Oh, yeah! ALF is in this. I forgot.

Honestly, I have to admit I’m surprised Fusco allowed ALF to be absent for so much of this special. Every so often he narrates a line, but it’s not as frequent as you’d expect. Maybe that’s why Benji Gregory was tapped for this; since ALF couldn’t be in every scene, Fusco wanted to make sure he chose the one actor on Earth that couldn’t upstage him.

It’s really a shame. I’d much prefer a half hour of Max Wright stammering his way through a hospital drama. Maybe he could cut open his patients and find the cartoon clips in there. Or maybe he’d just suck on a crack pipe and hallucinate an upcoming episode of My Pet Monster.

A running joke here is that Jackée from 227 is the only character who can hear ALF’s narration, so there’s a bit where they talk back and forth directly. And by “a bit” I mean they talk back and forth directly. There aren’t any jokes. As much as you can do with the concept of a fictional character speaking to her creator, this just boils down to the creator introducing himself and the character saying, “ok cool.”

Then we’re back to the mystery ALF loves so much more than cartoons. I’m deeply amused by the fact that, once again, Benji’s been reduced to standing quietly in the background of stories that are ostensibly about him.

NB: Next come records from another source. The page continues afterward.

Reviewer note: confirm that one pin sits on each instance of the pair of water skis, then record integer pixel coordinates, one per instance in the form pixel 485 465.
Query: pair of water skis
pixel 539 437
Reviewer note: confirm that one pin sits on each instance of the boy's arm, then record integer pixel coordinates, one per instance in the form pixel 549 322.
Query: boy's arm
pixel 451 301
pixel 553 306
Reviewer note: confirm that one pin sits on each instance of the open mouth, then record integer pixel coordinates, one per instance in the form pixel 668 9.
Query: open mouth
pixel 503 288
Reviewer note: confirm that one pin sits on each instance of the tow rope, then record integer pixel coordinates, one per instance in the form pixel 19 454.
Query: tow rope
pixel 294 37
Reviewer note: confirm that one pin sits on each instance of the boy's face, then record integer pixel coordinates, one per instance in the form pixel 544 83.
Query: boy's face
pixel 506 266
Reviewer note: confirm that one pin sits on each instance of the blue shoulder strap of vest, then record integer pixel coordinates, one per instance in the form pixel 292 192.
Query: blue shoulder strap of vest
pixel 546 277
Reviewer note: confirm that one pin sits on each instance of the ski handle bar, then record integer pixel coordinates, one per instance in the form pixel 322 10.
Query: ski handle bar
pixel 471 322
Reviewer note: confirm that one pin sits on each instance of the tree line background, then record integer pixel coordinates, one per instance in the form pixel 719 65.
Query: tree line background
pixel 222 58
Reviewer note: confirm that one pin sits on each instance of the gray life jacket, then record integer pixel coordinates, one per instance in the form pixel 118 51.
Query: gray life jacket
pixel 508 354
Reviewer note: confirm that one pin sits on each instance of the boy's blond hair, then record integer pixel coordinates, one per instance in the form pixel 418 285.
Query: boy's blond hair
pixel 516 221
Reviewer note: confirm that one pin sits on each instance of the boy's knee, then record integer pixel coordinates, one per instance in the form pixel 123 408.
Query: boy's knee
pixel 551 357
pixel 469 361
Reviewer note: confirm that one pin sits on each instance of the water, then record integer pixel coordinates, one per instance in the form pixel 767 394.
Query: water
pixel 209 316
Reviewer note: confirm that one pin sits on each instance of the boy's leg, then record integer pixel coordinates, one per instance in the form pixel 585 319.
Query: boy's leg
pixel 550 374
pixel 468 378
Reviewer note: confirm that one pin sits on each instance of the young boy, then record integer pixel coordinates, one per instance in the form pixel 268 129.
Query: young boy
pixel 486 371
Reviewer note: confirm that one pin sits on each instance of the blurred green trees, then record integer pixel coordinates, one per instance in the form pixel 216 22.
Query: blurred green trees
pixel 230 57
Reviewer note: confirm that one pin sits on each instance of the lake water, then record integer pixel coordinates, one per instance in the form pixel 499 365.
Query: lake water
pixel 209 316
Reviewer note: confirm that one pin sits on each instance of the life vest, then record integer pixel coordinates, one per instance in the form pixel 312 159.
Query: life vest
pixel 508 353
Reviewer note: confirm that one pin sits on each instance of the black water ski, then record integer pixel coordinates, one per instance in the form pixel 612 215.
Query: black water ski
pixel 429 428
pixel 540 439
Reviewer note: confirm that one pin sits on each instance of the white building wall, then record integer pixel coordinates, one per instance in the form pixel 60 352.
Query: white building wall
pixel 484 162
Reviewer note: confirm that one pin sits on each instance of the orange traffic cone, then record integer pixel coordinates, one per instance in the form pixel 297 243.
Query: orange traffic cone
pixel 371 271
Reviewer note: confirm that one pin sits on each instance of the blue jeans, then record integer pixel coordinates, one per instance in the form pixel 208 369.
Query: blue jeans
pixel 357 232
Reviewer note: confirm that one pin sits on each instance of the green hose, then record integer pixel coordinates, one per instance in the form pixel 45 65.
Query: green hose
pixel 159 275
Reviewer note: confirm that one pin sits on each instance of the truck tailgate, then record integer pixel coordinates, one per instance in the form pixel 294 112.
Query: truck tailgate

I’m not complaining. The Hartys — Danny Ponce and Heidi Ziegler — suck fat dick, but they’re far better performers. Ziegler in particular manages to stay on the right side of the grating child actress line, though she admittedly tiptoes damned close to it many times. For example, when she sees a sign that says FRAGGLE ROCK: ONE MILE DOWN and proudly reads it out loud as though she cracked the riddle of the Sphinx.

The kids gather ’round a hole in the wall and listen to what I guess is the distant sound of babbling Fraggles, but it’s just chipmunk sounds for the third fucking time in the special. ALF loves a recycled sound effect.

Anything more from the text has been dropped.